Great, since the FDA won't do anything I can't for the day that whole foods to start selling non-PFA grade food.

OutOfHere a year ago

Biosolids should be completely banned for agricultural use. They will never be safe to use. It is literally just dried sewage. Use it once and the land is contaminated for ten thousand years.

There is a right way to do it though, which is to compost what's compostable, grow good soil using it, then test it thoroughly for PFAS, heavy metals, pharmaceuticals, etc., and only then consider using it if all tests pass.

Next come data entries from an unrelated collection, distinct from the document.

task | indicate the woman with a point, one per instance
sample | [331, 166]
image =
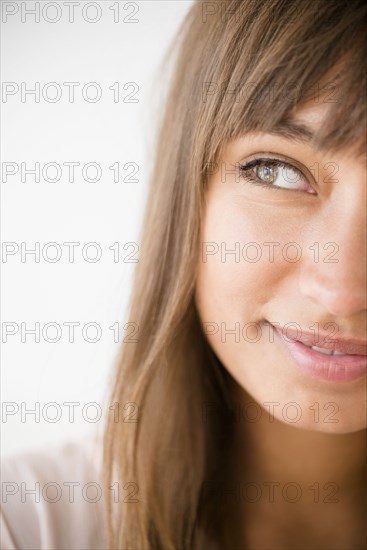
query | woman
[245, 437]
[239, 435]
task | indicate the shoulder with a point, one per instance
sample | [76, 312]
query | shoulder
[53, 499]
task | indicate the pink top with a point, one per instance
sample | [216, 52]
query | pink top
[53, 499]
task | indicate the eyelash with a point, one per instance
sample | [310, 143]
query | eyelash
[244, 168]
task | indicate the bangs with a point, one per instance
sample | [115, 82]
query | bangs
[280, 56]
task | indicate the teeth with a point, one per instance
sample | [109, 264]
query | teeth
[323, 350]
[326, 351]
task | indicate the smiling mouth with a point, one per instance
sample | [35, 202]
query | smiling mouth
[337, 360]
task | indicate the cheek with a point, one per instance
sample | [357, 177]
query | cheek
[239, 269]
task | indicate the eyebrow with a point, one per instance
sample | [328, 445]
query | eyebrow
[291, 130]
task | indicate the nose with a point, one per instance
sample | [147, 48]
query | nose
[334, 274]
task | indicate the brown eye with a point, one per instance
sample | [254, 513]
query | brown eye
[275, 174]
[267, 172]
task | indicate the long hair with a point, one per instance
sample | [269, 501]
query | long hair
[239, 66]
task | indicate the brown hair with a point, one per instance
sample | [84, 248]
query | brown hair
[241, 66]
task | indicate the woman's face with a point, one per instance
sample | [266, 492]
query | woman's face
[283, 267]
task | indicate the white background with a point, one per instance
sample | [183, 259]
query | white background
[105, 212]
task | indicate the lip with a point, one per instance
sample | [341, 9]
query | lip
[332, 368]
[350, 346]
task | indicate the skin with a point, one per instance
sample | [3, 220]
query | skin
[328, 447]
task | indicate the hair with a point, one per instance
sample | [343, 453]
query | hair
[275, 55]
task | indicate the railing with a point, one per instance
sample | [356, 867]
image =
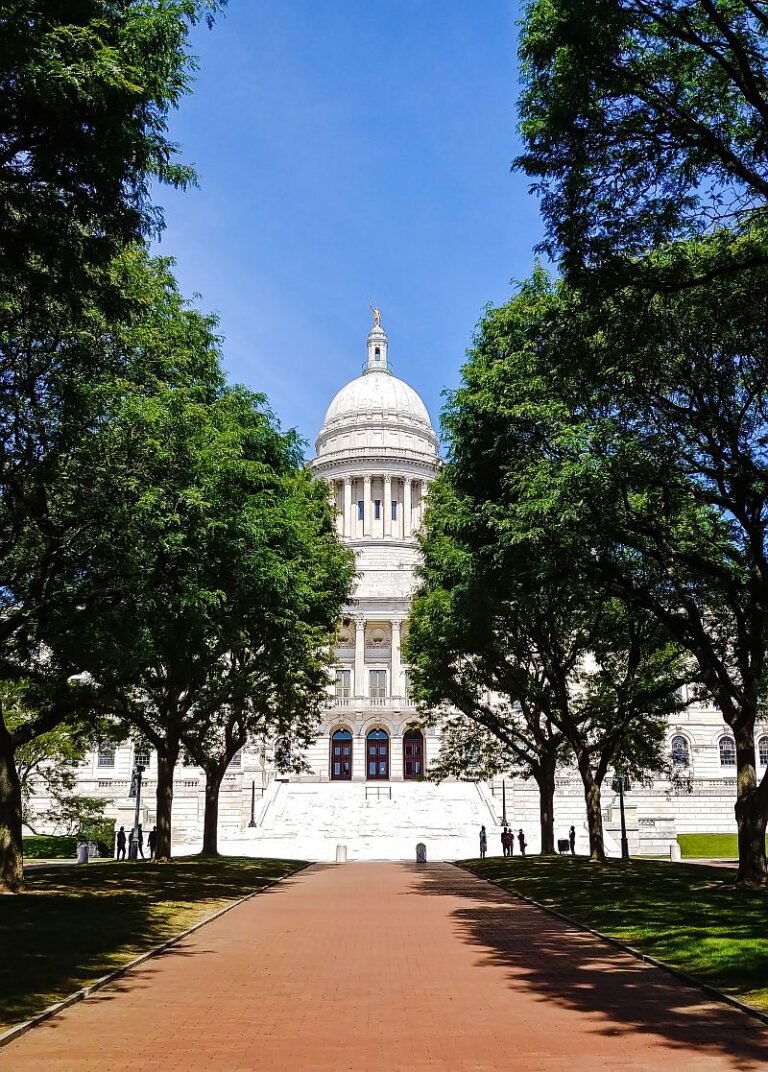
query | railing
[379, 790]
[369, 701]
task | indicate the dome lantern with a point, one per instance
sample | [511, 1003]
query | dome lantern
[377, 345]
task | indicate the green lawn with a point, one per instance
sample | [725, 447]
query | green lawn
[708, 846]
[75, 924]
[685, 914]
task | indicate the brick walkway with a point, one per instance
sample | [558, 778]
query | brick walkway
[384, 967]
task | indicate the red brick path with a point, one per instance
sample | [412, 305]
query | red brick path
[384, 967]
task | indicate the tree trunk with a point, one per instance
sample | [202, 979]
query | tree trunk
[750, 813]
[167, 757]
[594, 814]
[210, 822]
[545, 780]
[11, 846]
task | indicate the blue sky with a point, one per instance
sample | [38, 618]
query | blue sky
[350, 151]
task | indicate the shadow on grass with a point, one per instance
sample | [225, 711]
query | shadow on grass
[560, 965]
[75, 924]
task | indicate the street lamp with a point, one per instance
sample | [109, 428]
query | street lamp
[135, 791]
[621, 786]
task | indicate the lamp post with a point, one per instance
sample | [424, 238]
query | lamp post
[253, 803]
[621, 786]
[135, 791]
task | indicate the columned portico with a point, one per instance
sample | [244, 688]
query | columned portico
[379, 451]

Each batch has to be tested.

mitchbob a year ago

https://archive.ph/kQEvl

pfdietz a year ago

What I'd worry about is not PFAs, but excreted drugs. Some drugs (or their byproducts) are persistent, and have been deliberately selected to have biological effects.

I take metformin. This drug is mostly excreted in feces. The dry mass of feces might be 1% metformin for someone taking typical doses. The drug does break down in the environment, but only slowly.

  • janice1999 a year ago

    This is already a known issue and waste water plans have treatments to address some of the impacts. I found an article from 2012 where they specifically talk about cost of addressing the contraceptive pill's impact on British water systems.

    https://www.theguardian.com/environment/2012/jun/02/water-sy...

    • pfdietz a year ago

      But how could such treatments work? The drugs are a wide range of organic chemicals mixed in with the literal crap of sludge, which is also a wide range of organic chemicals. Just how is this supposed to separate out or degrade the drug residues without also destroying the sludge?

  • Citizen8396 a year ago

    PFAS have exceptional properties that make them difficult to degrade, especially when it has been ingested. As a result, exposure to them will lead to bioaccumulation. Wastewater is treated to remove things like metformin, and anything that eludes that can be metabolized normally.